Cabeza de Vaca. It seems unlikely that the death of 596 fellow men didn’t upset him a little, yet he never speaks of the deaths of other people in a traumatic manner. Perhaps this is because his writings are meant to be an official report to the king of Spain, and not a personal journal of his thoughts and feelings. Considering the time, it may also have been more or less expected that many men would die. I’m sure the men knew there wasn’t a 100%, or even 80% survival rate for these kinds of expeditions. It is also interesting to note how much Cabeza de Vaca attributes to God.

He often thanks “the will of God”. For example, when they are fortunate enough to find land. # Cabeza de Vaca changed drastically though his journey. When he starts off he’s very much focused on doing this for God and king, but he slowly becomes less concerned with that. He also develops a more accepting and worldly mind. When he first meets Native Americans he terrified that they’re going to sacrifice him#, because that’s the stereotype of the natives, but they are in fact very kind and offer him and his men fish and roots to eat.

However, the Cabeza de Vaca from the end of the book would know better. He develops a lot of empathy for the natives and their plight at the hands of the Spanish, because of the many years he spends in slavery. Towards the end of his journey Cabeza de Vaca possibly can relate to Native Americans more and better than his own people. There is no way he views them as savages at this point. By now he views them as a distinctive and unique culture. Not inferior, just different. Cabeza de Vaca also must feel guilty for how they have been mistreated by the Spanish.

It’s easier to feel justified for killing and enslaving a culture if you believe they are savages, and inferior to your culture. Thankfully Cabeza de Vaca came to realize that the Native Americans were real people with real feelings just as much as the Spanish were. As mentioned above, eventually Cabeza de Vaca freed himself from slavery by becoming a merchant. This allowed him to become accustomed with several different Native American tribes. The Cabeza de Vaca who left Spain was very different from the Cabeza de Vaca that went back. The Cabeza de Vaca that left from Spain had a sheltered view of the world.

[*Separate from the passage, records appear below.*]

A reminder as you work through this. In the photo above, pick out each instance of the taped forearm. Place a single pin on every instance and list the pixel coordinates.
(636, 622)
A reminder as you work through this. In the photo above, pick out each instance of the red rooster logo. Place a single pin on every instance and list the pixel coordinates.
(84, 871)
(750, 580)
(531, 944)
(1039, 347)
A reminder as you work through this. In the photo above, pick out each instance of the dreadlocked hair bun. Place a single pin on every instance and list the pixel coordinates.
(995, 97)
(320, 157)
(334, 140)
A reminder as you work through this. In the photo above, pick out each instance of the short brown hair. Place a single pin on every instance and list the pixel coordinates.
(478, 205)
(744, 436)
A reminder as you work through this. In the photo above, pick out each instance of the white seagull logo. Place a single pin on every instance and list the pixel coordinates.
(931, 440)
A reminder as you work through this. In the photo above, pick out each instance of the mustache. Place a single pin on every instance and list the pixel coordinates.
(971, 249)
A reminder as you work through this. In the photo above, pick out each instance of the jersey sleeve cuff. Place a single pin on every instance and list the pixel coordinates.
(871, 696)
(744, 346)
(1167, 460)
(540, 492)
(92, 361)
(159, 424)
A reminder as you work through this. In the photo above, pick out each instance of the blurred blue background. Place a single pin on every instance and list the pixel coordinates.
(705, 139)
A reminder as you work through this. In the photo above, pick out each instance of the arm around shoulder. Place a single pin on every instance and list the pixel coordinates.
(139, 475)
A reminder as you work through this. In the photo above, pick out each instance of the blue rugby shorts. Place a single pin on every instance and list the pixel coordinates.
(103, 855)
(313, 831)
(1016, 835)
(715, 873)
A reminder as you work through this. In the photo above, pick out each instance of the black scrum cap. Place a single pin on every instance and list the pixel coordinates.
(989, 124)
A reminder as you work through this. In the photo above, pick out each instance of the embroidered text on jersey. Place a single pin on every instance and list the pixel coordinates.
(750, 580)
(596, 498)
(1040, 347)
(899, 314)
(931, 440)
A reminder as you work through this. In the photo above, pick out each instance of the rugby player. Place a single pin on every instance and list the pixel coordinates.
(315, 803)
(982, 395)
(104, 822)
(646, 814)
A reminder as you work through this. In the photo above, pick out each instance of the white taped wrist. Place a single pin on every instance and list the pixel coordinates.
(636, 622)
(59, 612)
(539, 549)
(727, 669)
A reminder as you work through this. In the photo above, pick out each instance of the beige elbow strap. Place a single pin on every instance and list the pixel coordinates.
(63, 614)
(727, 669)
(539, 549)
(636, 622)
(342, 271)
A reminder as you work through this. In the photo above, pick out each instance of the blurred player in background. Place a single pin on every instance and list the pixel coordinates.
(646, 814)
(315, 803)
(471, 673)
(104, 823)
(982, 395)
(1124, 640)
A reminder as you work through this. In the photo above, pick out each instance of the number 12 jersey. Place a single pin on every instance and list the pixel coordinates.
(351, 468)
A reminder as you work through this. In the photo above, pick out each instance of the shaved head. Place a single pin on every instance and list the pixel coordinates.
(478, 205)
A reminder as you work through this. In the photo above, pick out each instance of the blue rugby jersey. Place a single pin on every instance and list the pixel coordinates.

What he knew of the New World was only the stereotype that most Spaniards had of the New World. That it was inhabited by savages, who were not fit to be treated like normal people, let alone equals. The Cabeza de Vaca who left the New World had a far better understanding of the world as a whole, and all it’s people. He realized how unjust it was to assume you were superior over another culture just because they were different. The Cabeza de Vaca who left from Spain was more caring, and more sympathetic towards others, and barely recognizable to the Cabeza de Vaca that left from America.